When my sister and I were young we would play a game with our mother, giving her impossible scenarios and asking her to pick an answer. “We’re in a boat in the middle of the ocean and it tips over. You can only save one of us. Which one do you save?” Or “Who do you love more, my sister or me?” As any good mother would, she always demurred, never giving a direct answer, never choosing one over the other. I love you equally, she would say. This frustrated me to no end, because, how can that be? How can she love us the same, how can she not pick one over the other? How can she not pick me?
My girls play the same game with me, and I answer them the same way my own mother did. But in my heart, my answer is different.
Which brings me to today. I am going to write about something today that I’ve skirted around for awhile. I have avoided airing it here because it makes me feel guilty, inadequate and ugly. I’m not even sure I’m ready to write now, because if anyone has anything unkind to say it will hurt me very much. I’ve found my regular readers/commenters to be extraordinarily kind though, and I’m hoping they (you!) will continue to be.
I wrote about sisters last week, and said that the second most difficult thing about parenting my girls is managing their relationship. I don’t think a lot of parents of two or more children will find that terribly shocking. I suspect it pretty much goes with the territory, and as much as I dislike it, I’m mostly OK with it.
But the most difficult thing about parenting my girls is one of my girls.
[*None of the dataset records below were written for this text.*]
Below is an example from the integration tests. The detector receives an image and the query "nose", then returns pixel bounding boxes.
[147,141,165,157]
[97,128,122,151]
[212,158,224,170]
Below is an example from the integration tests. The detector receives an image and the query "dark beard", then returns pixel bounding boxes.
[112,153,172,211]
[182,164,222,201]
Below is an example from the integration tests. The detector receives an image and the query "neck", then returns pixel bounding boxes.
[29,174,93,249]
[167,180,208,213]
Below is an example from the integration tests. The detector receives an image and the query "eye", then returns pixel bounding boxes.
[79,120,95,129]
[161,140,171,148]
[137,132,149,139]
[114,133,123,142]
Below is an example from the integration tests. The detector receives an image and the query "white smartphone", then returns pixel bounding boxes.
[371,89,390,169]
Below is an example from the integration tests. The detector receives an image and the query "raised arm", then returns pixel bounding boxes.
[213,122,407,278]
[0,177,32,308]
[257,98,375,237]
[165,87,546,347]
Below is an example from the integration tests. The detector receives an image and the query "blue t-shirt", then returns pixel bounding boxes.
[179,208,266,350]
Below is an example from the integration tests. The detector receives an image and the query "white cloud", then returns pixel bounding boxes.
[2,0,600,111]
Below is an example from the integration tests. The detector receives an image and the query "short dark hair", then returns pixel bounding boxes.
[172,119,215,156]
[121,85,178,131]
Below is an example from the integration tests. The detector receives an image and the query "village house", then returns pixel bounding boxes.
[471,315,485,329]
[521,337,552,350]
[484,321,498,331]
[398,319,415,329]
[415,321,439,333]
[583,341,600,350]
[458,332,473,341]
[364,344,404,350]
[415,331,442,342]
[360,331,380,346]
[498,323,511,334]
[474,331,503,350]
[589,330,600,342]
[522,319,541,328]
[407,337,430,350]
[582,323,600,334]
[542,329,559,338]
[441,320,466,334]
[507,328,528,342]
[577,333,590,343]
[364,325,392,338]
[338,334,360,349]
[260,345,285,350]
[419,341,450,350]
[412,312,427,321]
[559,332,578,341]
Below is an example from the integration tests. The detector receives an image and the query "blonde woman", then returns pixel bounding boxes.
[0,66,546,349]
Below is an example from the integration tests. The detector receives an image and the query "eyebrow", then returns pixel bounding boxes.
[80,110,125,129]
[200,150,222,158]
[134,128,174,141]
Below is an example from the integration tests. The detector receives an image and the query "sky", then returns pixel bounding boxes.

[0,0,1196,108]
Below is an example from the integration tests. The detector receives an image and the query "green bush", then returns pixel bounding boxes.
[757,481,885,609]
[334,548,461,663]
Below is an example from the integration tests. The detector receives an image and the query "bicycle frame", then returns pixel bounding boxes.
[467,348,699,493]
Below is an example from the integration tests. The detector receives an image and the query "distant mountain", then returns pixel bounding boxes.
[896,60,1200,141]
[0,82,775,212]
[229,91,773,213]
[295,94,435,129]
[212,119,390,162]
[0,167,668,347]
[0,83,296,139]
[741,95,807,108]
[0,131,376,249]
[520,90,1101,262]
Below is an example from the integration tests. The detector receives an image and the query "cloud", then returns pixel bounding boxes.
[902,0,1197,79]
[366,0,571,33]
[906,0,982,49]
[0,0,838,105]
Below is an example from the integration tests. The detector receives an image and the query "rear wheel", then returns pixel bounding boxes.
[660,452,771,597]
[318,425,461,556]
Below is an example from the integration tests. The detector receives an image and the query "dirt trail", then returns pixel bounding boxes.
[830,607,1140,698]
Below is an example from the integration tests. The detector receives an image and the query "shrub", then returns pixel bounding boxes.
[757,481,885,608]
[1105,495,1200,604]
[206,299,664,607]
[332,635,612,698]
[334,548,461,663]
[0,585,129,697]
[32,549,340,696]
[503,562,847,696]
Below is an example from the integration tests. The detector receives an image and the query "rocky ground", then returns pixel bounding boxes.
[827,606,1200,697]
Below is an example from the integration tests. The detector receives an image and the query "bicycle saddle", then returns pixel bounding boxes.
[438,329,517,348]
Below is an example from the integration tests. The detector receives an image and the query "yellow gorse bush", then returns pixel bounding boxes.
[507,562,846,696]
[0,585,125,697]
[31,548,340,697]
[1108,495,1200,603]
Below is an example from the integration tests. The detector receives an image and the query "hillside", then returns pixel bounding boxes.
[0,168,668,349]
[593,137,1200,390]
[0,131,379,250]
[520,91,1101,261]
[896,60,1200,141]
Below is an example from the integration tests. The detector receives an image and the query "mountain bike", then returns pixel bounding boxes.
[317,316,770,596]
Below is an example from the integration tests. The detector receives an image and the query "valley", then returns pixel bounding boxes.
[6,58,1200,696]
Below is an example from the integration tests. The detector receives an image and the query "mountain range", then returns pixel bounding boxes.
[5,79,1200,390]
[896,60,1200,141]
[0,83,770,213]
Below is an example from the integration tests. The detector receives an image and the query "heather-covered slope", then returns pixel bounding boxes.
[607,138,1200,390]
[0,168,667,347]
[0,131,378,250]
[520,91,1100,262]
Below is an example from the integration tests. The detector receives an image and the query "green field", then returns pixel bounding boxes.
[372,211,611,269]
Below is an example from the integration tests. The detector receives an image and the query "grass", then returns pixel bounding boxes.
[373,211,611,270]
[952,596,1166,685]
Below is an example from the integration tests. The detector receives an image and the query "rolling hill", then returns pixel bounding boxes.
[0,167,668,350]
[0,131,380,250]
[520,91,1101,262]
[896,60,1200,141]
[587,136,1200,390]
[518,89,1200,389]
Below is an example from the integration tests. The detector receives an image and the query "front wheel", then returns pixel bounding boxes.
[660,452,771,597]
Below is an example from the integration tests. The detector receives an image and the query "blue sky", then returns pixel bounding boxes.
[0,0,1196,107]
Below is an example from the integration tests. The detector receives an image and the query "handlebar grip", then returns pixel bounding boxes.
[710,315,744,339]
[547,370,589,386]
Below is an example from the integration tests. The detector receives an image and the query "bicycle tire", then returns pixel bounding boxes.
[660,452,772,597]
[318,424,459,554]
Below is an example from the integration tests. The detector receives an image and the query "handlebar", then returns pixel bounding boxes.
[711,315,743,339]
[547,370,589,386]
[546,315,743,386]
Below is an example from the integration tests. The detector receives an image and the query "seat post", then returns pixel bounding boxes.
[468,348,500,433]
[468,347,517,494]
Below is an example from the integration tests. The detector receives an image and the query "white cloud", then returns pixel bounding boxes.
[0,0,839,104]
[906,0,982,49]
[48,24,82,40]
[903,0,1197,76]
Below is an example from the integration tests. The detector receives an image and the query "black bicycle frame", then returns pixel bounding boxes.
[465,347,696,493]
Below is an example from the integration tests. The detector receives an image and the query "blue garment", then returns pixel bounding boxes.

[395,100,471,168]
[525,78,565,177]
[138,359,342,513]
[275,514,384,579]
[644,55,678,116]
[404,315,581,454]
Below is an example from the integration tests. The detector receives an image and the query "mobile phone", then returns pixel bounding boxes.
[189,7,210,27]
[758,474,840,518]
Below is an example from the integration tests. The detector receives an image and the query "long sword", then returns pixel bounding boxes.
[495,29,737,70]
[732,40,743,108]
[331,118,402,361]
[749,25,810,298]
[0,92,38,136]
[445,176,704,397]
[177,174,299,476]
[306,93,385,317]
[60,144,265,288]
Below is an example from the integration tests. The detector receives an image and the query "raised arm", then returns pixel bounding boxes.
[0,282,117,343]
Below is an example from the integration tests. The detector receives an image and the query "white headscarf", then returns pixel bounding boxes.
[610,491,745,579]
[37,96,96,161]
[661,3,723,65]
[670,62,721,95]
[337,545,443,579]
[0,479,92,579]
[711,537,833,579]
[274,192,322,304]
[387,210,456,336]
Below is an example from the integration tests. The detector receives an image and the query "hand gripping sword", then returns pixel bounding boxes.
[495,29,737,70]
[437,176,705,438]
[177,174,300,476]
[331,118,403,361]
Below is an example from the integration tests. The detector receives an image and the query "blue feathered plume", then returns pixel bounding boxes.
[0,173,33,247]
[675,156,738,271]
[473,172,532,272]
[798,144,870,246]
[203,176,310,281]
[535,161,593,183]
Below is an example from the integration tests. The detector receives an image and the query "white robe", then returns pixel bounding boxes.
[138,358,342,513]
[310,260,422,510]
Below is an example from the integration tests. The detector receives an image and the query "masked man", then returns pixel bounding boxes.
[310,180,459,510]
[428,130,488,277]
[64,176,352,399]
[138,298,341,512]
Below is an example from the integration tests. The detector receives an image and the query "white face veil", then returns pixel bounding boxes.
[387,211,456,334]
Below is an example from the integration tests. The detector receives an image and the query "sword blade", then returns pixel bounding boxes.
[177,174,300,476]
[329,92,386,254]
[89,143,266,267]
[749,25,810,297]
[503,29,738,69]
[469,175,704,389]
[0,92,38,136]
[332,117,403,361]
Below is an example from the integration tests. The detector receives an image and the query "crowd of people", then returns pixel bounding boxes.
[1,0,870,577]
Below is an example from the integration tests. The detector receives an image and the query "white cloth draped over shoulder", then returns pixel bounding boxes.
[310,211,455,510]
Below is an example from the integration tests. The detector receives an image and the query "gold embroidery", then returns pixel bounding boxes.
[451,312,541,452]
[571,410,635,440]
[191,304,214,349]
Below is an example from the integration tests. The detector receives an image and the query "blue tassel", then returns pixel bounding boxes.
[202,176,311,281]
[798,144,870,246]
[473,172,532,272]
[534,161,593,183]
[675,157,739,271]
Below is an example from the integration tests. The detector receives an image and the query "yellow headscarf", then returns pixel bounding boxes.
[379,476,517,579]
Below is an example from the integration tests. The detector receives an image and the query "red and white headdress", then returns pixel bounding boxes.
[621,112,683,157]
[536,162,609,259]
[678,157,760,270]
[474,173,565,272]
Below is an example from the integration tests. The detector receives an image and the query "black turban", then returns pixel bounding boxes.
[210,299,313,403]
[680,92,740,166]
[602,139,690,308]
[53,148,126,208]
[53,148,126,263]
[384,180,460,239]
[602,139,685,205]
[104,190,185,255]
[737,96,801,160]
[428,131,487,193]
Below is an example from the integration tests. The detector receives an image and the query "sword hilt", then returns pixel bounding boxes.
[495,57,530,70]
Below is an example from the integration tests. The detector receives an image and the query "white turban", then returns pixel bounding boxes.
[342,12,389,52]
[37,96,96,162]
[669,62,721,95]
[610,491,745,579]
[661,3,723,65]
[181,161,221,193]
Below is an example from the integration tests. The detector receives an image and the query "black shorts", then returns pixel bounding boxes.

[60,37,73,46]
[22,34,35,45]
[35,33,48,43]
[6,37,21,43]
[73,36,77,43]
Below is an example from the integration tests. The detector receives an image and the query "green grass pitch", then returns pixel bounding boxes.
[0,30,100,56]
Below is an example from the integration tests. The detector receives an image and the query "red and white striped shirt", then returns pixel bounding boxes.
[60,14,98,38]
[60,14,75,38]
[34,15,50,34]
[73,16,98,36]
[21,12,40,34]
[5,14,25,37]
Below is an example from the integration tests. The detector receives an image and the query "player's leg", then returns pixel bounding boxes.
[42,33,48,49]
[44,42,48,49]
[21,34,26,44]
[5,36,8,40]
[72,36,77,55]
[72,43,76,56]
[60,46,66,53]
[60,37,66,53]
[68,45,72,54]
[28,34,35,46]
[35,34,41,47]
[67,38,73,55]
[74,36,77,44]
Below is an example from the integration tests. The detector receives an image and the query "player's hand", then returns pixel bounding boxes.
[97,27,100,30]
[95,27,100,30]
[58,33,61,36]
Belle is an extremely challenging child. At five years old she acts like a toddler in many ways: she is impulsive and loud and into everything. I love her, because she is my child, but I don’t like her. She is abrasive and difficult and can be wildly inappropriate in ways I choose not to write about in more detail. I do not like the feelings she evokes in me.
And today I saw someone, professionally, about all that. I went in looking for parenting help, with anger management perhaps. But I left with the therapist thinking Belle should be her patient and not me. Some of what I had to say concerned her very much, and she felt we would both be better served by her seeing Belle. I’m willing to go that route. She’ll see her next week for the first time – a few minutes with me there, and then one-on-one with the therapist. I am nervous, but hopeful. I still feel guilty, inadequate and ugly. But I know that something has to change. It needs to start with me, and it has. I know I (still) need to change some things about my approach with her, but there may be things underneath that I’m not equipped to deal with. Enter therapist. We’ll see how it goes.